The commercial paper rating was lowered to ’F3’ from ’F1’.
The company has been removed from Rating Watch Negative and
placed on Rating Outlook Negative.
This rating action reflects the eroding credit protection
measures and several material concerns regarding this credit.
Lucent’s focus on revenue growth created underlying problems in
its business due to the questionable economic decisions made to
meet revenue targets.
The accelerated growth revealed weaknesses in executing a
unified business strategy and highlighted lagging processes and
systems.
Additional issues, such as, unsustainable expense
structure, lack of cash flow orientation, missed product
introductions, and successive quarterly revisions caused
Lucent’s credit measures to decline even further.

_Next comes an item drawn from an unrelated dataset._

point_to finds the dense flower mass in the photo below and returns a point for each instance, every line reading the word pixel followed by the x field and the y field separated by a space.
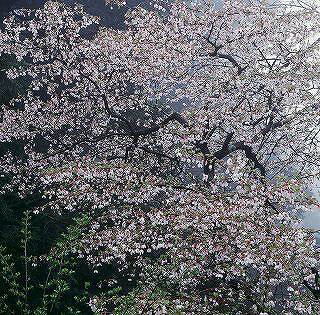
pixel 188 137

The depth and breadth of the restructuring announcement in
Lucent’s seven-point plan emphasizes the severity of the
situation.
In regards to the restructuring plan, Lucent must execute
on the reductions in workforce, rationalization of various
product lines, consolidation of corporate functions, and the
elimination of duplicate sales and marketing efforts to avoid
placing additional pressure on its credit rating.

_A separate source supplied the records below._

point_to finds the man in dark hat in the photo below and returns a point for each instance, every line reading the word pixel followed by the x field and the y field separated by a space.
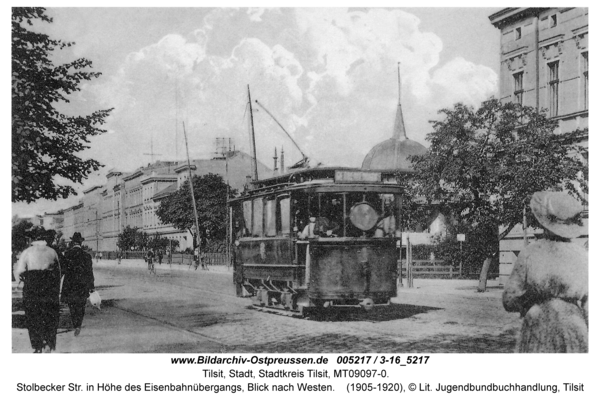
pixel 78 282
pixel 39 268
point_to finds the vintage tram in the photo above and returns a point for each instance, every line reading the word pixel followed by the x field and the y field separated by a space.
pixel 316 238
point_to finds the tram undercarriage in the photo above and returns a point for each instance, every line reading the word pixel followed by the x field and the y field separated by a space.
pixel 282 296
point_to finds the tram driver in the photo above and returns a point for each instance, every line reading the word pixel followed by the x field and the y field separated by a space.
pixel 386 227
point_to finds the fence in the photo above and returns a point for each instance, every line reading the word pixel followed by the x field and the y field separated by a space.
pixel 210 258
pixel 430 269
pixel 441 269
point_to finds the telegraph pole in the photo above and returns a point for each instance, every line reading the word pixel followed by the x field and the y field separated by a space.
pixel 254 161
pixel 191 185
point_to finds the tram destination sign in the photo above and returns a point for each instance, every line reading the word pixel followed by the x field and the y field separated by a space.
pixel 357 176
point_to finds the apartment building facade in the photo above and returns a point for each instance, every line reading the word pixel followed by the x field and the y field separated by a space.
pixel 544 55
pixel 132 198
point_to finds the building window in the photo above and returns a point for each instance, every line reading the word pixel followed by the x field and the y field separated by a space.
pixel 518 86
pixel 553 81
pixel 584 76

Lucent’s most pressing requirement is to finalize
negotiations on a new $4.5 billion credit facility required for
liquidity in 2001. The credit facility, which will be secured
with Lucent and Agere assets, will give Lucent sufficient room
to execute future strategic initiatives.
The unsecured debt will be subordinate to this facility.
Additional concerns surround the ability for Lucent to execute
the IPO of Agere due to general market conditions. Upon
completion of the IPO, Lucent will be able to assign $2.5
billion of its credit facility to Agere.
This credit facility will be unsecured if Agere has a ’2’
short-term debt rating and ’BBB’ long-term debt rating. The IPO
is also expected to provide Lucent with significant additional
liquidity.
Resolution of the Rating Outlook is dependent on Lucent
executing the above concerns. The successful placement of the
credit facility along with the Agere IPO will remove the
near-term pressures for this credit.
Longer term, the risk then moves to the execution of its
restructuring plans along with plans along with meeting its
aggressive revenue and cost control efforts.